Jamal Banzi, Member, IEEE, Isack Bulugu, and Zhongfu Ye
Abstract—In this paper we present a CNN based approach for a real time 3D-hand pose estimation from the depth sequence.Prior discriminative approaches have achieved remarkable success but are facing two main challenges: Firstly, the methods are fully supervised hence require large numbers of annotated training data to extract the dynamic information from a hand representation. Secondly, unreliable hand detectors based on strong assumptions or a weak detector which often fail in several situations like complex environment and multiple hands. In contrast to these methods, this paper presents an approach that can be considered as semi-supervised by performing predictive coding of image sequences of hand poses in order to capture latent features underlying a given image without supervision. The hand is modelled using a novel latent tree dependency model(LDTM) which transforms internal joint location to an explicit representation. Then the modeled hand topology is integrated with the pose estimator using data dependent method to jointly learn latent variables of the posterior pose appearance and the pose configuration respectively. Finally, an unsupervised error term which is a part of the recurrent architecture ensures smooth estimations of the final pose. Experiments on three challenging public datasets, ICVL, MSRA, and NYU demonstrate the significant performance of the proposed method which is comparable or better than state-of-the-art approaches.
HAND pose estimation from depth is the first step for numerous computer vision applications. It has been widely applied to human-machine interaction (HMI), since it provides the possibility for future multi-touchless interfaces.An accurate hand pose estimation provides a natural way of interaction between human and virtual space that achieves greater user experience. The conventional human-machine interactions are limited to 2D plane display, and are only suited where users sit behind the computing devices. In contrast to conventional HMI, hand pose estimation offers 3D user interaction without direct contact with the computing device, and provides a possibility for the new interface leading towards seamless human-computer interaction see Fig.1.
Fig.1. An example of 3D-hand pose estimation.

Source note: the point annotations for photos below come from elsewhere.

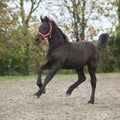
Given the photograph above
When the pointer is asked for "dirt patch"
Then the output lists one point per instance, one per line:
(18, 103)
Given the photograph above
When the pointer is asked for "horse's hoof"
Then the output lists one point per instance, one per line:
(91, 102)
(68, 94)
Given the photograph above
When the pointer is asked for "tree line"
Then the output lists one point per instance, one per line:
(20, 55)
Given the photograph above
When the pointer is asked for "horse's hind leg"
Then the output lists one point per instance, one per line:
(81, 78)
(93, 83)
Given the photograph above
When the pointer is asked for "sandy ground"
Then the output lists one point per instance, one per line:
(18, 103)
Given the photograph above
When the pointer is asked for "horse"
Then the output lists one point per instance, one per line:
(63, 54)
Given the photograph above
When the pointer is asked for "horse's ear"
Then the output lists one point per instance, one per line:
(41, 18)
(46, 19)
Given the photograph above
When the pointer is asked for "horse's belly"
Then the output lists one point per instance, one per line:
(74, 65)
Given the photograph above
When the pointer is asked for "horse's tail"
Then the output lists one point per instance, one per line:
(103, 41)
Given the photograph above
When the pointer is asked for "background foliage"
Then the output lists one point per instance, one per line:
(20, 55)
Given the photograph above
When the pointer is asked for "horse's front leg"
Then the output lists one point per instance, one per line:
(51, 74)
(43, 67)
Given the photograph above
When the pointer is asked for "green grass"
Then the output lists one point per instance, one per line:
(56, 76)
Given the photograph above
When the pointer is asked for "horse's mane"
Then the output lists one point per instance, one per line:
(63, 34)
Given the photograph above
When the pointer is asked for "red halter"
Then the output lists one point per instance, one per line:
(45, 36)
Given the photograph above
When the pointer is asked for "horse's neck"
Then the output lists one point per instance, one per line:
(56, 39)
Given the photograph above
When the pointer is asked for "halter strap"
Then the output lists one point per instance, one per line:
(45, 36)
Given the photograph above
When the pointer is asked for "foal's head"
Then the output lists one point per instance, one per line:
(44, 31)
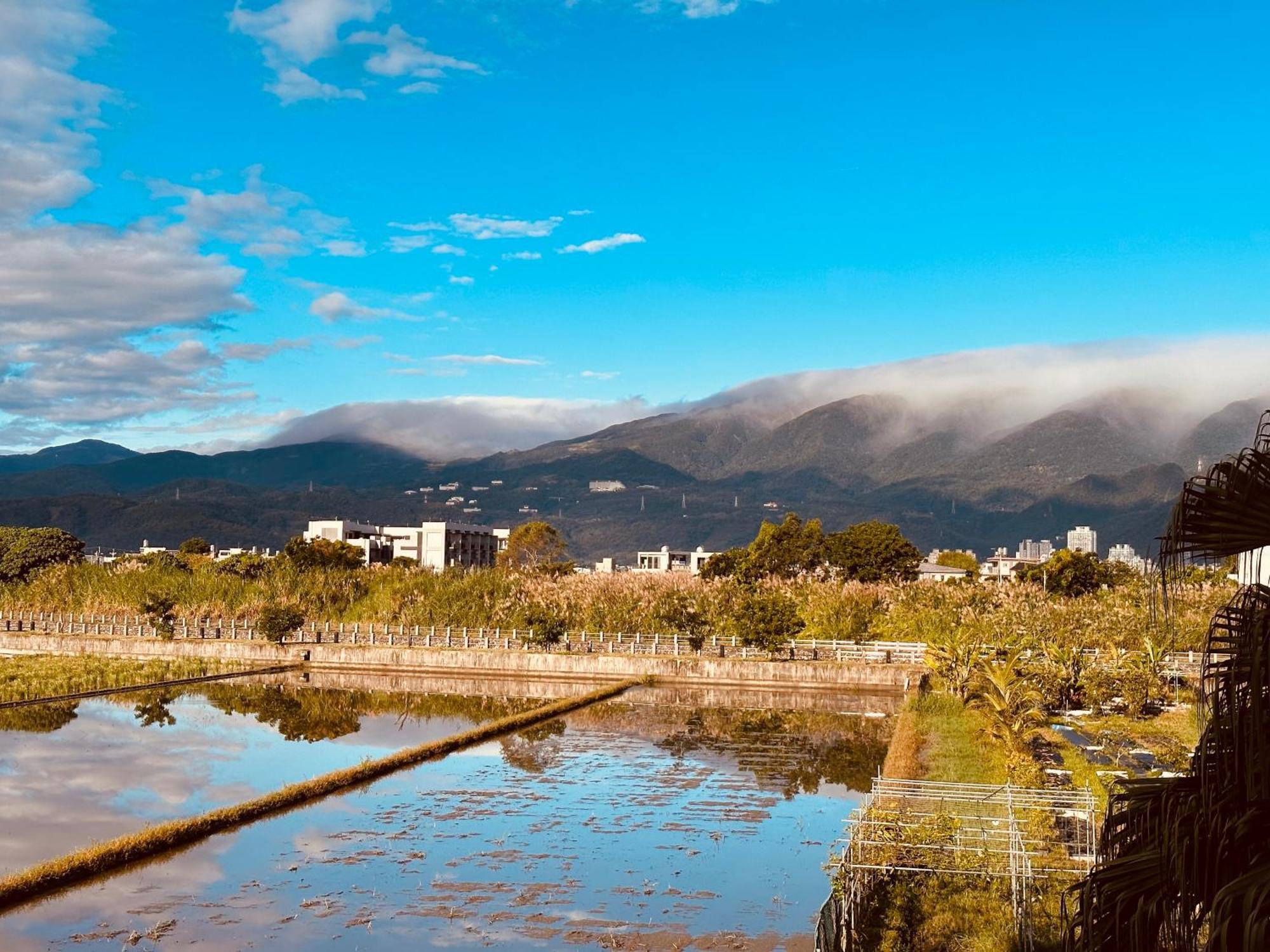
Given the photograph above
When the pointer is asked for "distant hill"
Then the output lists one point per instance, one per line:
(699, 478)
(86, 453)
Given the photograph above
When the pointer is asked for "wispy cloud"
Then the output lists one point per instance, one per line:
(595, 246)
(337, 307)
(403, 244)
(253, 354)
(496, 227)
(490, 361)
(295, 34)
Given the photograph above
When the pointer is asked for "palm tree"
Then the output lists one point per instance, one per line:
(954, 659)
(1010, 701)
(1186, 861)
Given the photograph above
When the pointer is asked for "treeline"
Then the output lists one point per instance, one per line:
(784, 585)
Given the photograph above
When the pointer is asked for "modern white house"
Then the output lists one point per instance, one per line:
(934, 572)
(438, 545)
(667, 560)
(606, 486)
(1083, 539)
(1039, 550)
(1003, 567)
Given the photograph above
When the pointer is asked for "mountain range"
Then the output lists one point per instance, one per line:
(705, 477)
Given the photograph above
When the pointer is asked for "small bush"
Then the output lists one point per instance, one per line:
(276, 623)
(159, 609)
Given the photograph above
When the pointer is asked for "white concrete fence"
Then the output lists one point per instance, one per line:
(914, 653)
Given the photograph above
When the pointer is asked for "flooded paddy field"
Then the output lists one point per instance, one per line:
(667, 819)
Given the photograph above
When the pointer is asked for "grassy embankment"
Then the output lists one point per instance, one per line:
(25, 677)
(101, 859)
(629, 602)
(939, 738)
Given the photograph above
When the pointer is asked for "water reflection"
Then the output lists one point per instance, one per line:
(624, 826)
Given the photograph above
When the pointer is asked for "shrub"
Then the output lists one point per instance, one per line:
(275, 623)
(159, 609)
(549, 628)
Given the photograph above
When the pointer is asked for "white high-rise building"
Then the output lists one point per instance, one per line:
(1083, 539)
(1036, 552)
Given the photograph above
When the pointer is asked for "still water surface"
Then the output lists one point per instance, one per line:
(657, 822)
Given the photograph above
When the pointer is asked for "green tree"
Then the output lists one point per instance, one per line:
(956, 659)
(768, 620)
(961, 560)
(679, 612)
(1009, 701)
(195, 545)
(161, 610)
(548, 628)
(25, 552)
(276, 621)
(537, 548)
(728, 564)
(873, 552)
(787, 552)
(244, 565)
(1066, 573)
(322, 554)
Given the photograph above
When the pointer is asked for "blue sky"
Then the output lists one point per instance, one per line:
(774, 187)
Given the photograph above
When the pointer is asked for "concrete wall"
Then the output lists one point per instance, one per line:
(538, 664)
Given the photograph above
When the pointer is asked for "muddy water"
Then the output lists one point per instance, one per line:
(650, 823)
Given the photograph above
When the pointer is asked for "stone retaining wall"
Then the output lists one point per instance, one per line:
(486, 662)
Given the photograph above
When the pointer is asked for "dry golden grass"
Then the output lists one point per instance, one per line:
(100, 859)
(149, 686)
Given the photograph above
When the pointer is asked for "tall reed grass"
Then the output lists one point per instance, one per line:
(1012, 614)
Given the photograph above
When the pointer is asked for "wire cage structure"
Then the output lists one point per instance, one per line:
(972, 830)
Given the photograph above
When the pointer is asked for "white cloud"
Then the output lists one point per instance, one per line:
(490, 361)
(253, 354)
(337, 307)
(404, 244)
(595, 246)
(46, 112)
(345, 249)
(295, 34)
(266, 220)
(418, 227)
(88, 313)
(408, 56)
(704, 10)
(355, 343)
(86, 284)
(496, 227)
(449, 428)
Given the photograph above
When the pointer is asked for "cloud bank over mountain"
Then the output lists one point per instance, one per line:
(1164, 388)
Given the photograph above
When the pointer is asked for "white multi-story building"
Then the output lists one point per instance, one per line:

Indeed, there are significant numbers of literatures devoted to developing fast and accurate hand pose estimation systems thanks to the advent of low-cost depth sensors [1]–[5].However, the state-of-the-art methods for 3D-hand pose estimation from depth rely heavily on large numbers of depth images annotated with hand joints [6]–[10]. These methods have demonstrated promising results using deep learning approaches [11]–[15] which are all fully supervised.
Nevertheless, precise annotation of 3D hand joints on real data is difficult to come by and time-consuming. Additionally,the computation complexity of the annotation process increases the chance of generating multiple residual errors[16]–[19]. This reduces the utility of deep neural networks on hand pose estimation domain.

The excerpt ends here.